Amelia Earhart mystery – 1937 photograph could be clue to her fate
Back in June of 2013 I blogged about the news of the latest evidence pointing to the popular theory regarding the disappearance of noted aviatrix Amelia Earhart and her co-pilot Fred Noonan during their attempted around-the-world flight in 1937. This theory has it that Earhart and Noonan missed their scheduled refuelling stop at the tiny (< 1 mile square) Howland Island in the Pacific Ocean and flew on in their twin-engined Lockheed Electra until forced to come down on one of a group of then-uninhabited atolls known as the Phoenix Islands - probably the larger Gardner Island (now known as Nikumaroro).

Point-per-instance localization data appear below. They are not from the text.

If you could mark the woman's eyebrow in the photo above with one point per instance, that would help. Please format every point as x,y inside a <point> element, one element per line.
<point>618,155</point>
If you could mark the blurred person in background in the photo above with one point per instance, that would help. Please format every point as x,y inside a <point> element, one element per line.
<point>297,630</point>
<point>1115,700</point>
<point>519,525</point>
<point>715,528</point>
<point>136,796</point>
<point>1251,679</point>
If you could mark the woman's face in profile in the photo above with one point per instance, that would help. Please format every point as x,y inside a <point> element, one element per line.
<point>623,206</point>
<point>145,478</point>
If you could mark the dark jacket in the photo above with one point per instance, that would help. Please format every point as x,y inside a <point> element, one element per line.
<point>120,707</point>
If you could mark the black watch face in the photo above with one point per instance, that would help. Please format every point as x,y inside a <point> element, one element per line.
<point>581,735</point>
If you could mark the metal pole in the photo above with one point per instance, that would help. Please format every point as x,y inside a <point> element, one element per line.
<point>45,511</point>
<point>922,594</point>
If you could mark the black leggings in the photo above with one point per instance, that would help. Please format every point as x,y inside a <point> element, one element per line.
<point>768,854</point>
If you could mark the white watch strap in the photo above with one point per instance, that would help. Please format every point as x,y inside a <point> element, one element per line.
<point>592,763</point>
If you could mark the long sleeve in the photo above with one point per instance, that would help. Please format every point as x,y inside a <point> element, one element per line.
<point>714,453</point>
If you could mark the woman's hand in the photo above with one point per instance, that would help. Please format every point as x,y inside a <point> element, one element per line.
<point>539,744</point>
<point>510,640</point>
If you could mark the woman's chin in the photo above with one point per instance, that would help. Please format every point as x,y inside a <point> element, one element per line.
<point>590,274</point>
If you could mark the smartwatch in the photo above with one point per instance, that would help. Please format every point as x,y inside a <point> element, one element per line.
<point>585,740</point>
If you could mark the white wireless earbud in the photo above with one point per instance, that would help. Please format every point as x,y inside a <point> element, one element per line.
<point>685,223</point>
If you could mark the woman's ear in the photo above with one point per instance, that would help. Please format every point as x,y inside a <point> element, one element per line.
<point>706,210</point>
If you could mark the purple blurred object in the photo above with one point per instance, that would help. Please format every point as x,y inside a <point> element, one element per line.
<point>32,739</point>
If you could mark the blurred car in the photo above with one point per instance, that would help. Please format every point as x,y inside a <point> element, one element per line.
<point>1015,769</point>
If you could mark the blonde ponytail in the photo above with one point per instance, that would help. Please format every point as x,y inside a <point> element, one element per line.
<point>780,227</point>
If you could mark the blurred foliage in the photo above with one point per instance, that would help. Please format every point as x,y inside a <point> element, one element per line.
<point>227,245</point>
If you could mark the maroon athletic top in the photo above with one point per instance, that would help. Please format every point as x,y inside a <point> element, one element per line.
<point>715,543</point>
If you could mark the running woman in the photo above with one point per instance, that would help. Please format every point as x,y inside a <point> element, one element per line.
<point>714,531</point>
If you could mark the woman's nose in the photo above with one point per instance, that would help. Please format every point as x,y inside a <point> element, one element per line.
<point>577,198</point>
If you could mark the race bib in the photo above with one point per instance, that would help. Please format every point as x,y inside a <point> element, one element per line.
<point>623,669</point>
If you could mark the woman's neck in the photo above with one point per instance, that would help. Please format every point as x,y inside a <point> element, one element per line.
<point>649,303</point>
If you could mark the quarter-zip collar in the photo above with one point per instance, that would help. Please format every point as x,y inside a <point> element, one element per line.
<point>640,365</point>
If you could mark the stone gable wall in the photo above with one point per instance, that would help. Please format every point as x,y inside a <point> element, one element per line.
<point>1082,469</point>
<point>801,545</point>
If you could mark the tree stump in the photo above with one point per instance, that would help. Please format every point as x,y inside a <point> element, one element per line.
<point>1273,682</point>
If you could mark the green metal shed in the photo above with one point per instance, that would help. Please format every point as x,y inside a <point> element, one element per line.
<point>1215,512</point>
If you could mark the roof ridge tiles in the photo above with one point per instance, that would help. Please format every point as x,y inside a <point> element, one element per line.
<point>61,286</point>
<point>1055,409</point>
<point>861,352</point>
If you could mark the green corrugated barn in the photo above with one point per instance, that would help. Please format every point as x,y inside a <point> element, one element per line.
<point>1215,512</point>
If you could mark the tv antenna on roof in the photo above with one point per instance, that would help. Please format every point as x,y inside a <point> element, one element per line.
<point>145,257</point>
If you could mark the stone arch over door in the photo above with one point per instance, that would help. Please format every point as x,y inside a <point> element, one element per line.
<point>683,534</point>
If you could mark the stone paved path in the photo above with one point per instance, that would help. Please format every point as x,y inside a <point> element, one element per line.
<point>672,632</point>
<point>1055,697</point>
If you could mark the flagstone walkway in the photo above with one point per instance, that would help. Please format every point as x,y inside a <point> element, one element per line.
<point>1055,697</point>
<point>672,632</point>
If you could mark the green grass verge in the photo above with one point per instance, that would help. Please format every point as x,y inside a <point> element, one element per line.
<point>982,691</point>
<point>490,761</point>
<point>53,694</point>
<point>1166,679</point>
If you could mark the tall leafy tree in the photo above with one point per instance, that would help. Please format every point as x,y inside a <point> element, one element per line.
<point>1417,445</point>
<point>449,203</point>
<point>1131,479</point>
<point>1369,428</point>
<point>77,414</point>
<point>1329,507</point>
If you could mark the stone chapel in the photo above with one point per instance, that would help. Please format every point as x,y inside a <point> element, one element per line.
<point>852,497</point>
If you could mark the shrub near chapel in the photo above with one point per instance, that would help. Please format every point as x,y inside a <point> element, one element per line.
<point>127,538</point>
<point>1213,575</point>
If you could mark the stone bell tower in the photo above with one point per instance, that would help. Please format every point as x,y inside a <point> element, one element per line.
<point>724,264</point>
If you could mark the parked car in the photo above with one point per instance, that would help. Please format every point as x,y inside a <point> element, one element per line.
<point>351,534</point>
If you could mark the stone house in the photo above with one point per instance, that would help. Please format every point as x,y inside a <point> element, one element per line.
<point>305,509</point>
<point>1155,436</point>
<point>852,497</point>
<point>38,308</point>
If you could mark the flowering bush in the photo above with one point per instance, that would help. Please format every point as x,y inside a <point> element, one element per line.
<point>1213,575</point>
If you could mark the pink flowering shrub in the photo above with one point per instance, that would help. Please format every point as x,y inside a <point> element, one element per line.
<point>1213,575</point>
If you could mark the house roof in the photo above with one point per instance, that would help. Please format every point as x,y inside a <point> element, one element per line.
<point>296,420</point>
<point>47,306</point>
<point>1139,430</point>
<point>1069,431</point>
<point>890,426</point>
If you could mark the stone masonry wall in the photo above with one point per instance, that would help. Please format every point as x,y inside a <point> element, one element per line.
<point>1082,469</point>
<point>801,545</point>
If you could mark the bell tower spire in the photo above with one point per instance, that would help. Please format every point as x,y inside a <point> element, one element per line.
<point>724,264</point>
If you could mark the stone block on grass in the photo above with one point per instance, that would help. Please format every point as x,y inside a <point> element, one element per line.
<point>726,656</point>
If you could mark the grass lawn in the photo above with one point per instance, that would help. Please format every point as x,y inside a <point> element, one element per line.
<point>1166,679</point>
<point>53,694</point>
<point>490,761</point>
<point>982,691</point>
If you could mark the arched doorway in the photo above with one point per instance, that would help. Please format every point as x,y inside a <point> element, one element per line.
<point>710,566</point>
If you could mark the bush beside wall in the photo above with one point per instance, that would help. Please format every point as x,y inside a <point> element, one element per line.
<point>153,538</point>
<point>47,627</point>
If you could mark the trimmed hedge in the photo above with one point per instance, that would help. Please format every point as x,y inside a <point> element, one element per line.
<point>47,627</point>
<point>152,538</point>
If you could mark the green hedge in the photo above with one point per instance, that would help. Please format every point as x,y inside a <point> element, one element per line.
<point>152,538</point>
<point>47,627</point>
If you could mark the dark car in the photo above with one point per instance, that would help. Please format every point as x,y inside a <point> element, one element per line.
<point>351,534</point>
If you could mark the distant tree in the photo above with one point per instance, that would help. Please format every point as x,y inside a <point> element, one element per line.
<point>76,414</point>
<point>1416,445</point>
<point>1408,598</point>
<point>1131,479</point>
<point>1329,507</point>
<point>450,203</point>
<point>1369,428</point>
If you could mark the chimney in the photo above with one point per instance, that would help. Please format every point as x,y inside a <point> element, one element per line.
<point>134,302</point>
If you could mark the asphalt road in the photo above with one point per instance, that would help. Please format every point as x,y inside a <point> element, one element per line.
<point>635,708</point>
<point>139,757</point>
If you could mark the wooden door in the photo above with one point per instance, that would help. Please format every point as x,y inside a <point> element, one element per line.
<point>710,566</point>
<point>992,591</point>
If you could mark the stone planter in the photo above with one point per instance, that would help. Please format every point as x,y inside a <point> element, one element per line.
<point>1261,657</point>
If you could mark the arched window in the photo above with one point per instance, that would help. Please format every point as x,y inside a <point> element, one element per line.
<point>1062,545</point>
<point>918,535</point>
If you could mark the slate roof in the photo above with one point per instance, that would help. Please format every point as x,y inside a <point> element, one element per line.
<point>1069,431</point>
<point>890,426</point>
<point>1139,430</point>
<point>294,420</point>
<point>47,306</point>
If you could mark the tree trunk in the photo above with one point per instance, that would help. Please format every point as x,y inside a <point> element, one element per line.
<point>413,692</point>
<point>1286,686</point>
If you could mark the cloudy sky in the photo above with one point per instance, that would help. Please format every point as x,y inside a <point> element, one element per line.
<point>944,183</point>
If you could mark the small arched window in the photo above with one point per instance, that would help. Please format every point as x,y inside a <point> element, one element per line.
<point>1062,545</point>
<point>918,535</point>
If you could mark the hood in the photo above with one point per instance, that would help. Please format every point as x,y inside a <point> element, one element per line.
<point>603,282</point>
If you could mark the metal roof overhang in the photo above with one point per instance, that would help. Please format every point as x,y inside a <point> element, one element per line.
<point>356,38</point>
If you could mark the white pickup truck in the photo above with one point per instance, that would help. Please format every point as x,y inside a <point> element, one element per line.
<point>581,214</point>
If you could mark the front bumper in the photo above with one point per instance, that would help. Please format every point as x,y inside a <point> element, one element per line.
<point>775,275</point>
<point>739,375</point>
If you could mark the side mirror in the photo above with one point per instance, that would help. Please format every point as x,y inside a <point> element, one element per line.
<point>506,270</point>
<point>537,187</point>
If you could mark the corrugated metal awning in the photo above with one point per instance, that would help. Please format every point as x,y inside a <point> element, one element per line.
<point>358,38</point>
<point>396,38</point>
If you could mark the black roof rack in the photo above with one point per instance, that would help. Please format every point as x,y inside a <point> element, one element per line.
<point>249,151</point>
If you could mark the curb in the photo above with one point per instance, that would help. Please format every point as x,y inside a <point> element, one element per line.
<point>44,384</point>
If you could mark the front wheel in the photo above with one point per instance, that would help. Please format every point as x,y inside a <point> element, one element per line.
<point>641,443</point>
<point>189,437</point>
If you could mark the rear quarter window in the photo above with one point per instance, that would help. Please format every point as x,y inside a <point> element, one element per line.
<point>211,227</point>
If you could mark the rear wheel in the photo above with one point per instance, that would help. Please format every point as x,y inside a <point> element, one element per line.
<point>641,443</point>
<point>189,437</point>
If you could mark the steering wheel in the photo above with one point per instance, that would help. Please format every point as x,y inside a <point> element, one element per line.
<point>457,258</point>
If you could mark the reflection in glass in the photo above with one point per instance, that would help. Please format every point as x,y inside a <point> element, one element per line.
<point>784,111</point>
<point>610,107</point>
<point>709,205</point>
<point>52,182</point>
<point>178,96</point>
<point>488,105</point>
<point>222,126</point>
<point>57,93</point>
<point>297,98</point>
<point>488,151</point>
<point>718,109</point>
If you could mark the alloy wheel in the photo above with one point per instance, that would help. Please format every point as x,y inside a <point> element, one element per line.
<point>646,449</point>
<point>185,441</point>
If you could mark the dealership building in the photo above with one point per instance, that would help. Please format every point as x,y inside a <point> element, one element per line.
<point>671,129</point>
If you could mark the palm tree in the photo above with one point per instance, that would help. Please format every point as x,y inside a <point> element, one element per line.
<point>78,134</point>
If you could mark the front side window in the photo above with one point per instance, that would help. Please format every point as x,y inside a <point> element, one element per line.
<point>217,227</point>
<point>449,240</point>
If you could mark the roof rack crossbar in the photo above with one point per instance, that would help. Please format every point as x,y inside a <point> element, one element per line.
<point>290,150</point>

The International Group for Historic Aircraft Recovery (TIGHER) - a non-profit organisation founded in 1985 for "aviation archaeology and historic preservation" - have been pursuing the Gardner Island theory for several years now, culminating in last year's expedition to Nikumaroro where sonar scans of the surrounding sea bed threw up an odd shadow 600ft below the waves that could be the remains of the Electra.
Piece of metal may offer clue to disappearance of Amelia Earhart's plane
Among the many artefacts that TIGHAR have brought back from Nikumaroro - which include a 1930s-style woman's shoe (similar to ones worn by Earhart), bearings & tools, metal zips and pieces of Plexiglas almost identical in shape and design to that used on the Electra - is a section of aluminium panel bearing 1930s construction techniques. It is this piece of metal that researchers are now closely comparing to a computer-enhanced blow-up of this never-before-seen image in the hope that they can match the rivet patterns and so prove beyond doubt that Earhart and Noonan did not crash into the Pacific Ocean but did indeed make it to Gardner Island, where they may have even survived for a time before succumbing to starvation and exposure.